L’ADLC observe qu’en l’espèce, les pratiques de boycott mises en œuvre par le CNOM et le CNCOD ne peuvent être justifiées par les dispositions du code de la santé publique invoquées, à savoir l’article R.4127-19 pour les médecins, et l’article R. 4127-215 pour les chirurgiens-dentistes. Il en est ainsi car le droit français issu de ces dispositions ne semble plus conforme au droit européen, en tant qu’il édicte à l’égard des médecins et des chirurgiens-dentistes une interdiction générale et absolue de toute publicité, de façon directe ou indirecte.
En effet, la CJUE a déclaré dans l’arrêt Vanderborght, relatif aux dispositions de droit belge applicables aux dentistes, que les interdictions générales et absolues de toute publicité, de façon directe ou indirecte, et la prohibition de toute forme de communication commerciale par voie électronique méconnaissent la directive 2000/31 sur le commerce électronique et l’article 56 du TFUE qui consacre la libre prestation de services (CJUE, 4 mai 2017, Vanderborght., C-339/15). La CJUE a jugé de même à propos des dispositions de droit français (C. santé publ., art. R. 4127-215) interdisant de manière générale et absolue toute publicité aux chirurgiens-dentistes (CJUE, 23 oct. 2018, RG et SELARL cabinet dentaire du docteur RG., Aff. C-296/18).
S’agissant des médecins, l’ADLC souligne que les dispositions du code de la santé publique qui leur sont applicables (C. santé publ., art. R. 4127-19) présentent les mêmes incompatibilités avec les dispositions de droit européen précitées, en tant qu’elles édictent une interdiction de publicité générale et absolue.
Compte tenu d’une part de cette jurisprudence, d’autre part du principe général selon lequel "la primauté du droit communautaire exige que soit laissée inappliquée toute disposition d'une loi nationale contraire à une règle communautaire" (CJCE, 15 juill. 1964, Aff. Costa c/Enel, n° 6-67), et sachant que le "devoir de laisser inappliquée une législation nationale contraire au droit communautaire incombe non seulement aux juridictions nationales, mais également à tous les organes de l'État, en ce compris les autorités administratives" (CJUE, 9 sept. 2003, CIF, Aff. C-198/01), l’ADLC conclut que les dispositions de droit interne édictées par les articles en cause du code de la santé publique doivent rester inappliquées en raison de leur incompatibilité avec le droit européen. En outre, l’Autorité insiste sur la nécessité de modifier, à brève échéance, les dispositions règlementaires relatives à la publicité, afin de tenir compte de l’évolution de la jurisprudence de la CJUE.

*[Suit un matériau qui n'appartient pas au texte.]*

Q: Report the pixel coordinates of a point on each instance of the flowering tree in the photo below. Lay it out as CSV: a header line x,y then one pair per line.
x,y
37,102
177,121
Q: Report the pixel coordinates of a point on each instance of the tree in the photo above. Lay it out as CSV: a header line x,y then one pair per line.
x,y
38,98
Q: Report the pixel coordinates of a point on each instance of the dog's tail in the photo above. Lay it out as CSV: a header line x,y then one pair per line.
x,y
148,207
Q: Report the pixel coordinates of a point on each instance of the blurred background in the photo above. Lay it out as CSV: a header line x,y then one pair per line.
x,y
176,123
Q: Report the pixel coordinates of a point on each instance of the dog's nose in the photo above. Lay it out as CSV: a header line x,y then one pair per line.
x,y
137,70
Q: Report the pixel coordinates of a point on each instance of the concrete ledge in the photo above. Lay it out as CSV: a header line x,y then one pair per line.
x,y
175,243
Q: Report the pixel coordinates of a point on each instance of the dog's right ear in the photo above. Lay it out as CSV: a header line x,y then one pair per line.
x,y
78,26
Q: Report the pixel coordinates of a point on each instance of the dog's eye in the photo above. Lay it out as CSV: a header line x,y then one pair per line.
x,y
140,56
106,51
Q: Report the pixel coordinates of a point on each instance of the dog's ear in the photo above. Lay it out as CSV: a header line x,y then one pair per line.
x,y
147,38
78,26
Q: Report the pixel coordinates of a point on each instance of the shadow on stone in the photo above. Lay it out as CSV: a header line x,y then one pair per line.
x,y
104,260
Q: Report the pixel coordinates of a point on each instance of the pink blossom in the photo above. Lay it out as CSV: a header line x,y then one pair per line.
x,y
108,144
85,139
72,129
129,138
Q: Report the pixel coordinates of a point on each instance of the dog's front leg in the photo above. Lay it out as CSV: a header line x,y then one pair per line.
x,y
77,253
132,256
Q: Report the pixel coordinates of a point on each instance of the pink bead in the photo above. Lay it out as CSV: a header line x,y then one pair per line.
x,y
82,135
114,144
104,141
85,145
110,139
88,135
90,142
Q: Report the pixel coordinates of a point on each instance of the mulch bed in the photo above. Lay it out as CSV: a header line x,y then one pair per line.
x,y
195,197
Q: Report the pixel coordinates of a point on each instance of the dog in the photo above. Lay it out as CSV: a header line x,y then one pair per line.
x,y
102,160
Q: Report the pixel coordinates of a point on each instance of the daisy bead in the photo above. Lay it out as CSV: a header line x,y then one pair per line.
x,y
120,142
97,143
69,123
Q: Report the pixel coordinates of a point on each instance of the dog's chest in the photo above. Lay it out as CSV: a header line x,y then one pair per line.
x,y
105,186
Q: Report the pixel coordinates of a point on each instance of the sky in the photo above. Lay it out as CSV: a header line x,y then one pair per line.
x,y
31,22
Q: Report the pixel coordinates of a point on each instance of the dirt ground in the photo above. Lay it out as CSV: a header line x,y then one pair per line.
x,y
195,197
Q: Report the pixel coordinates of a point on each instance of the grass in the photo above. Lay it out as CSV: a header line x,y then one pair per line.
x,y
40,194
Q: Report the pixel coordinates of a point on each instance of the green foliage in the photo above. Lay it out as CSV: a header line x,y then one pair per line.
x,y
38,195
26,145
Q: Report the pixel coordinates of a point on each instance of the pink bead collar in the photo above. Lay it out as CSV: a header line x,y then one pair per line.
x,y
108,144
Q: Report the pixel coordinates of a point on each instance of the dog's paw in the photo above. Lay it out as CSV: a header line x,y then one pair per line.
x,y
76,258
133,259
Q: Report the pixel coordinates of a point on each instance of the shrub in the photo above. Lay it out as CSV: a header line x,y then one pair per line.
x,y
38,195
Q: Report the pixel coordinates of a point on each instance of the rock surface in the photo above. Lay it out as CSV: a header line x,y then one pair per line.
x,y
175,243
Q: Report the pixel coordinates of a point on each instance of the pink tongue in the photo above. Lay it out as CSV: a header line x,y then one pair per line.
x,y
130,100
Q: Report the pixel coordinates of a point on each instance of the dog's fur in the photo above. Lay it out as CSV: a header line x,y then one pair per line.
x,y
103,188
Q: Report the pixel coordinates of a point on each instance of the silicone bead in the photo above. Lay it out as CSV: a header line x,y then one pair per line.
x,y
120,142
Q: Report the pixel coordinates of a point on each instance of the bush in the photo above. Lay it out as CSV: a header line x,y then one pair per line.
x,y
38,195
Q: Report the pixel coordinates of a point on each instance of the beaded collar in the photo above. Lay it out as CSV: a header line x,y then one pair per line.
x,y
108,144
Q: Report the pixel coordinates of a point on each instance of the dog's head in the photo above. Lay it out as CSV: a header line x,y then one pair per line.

Selon l’ADLC, cette modification permettra d’assurer la conformité au droit européen des dispositions règlementaires concernées et la pleine efficacité des principes déontologiques qui s’imposent aux médecins et aux chirurgiens-dentistes, tels que l’interdiction d’exercer la profession comme un commerce, le respect de l’indépendance, de la dignité et de la confraternité. L’Autorité relève par ailleurs que, comme l’a jugé la CJUE dans les arrêts Vanderborght et cabinet dentaire du docteur RG précités, le droit européen permet aux États membres de définir des réglementations relatives à la publicité des professions libérales, et ménage la possibilité d’adopter des règles encadrant les types de communication et de publicité qu’elles peuvent mettre en œuvre, dès lors que celles-ci ne comportent pas d’interdiction générale et absolue, et ce, dans le respect des autres principes et règles déontologiques qui leur sont applicables.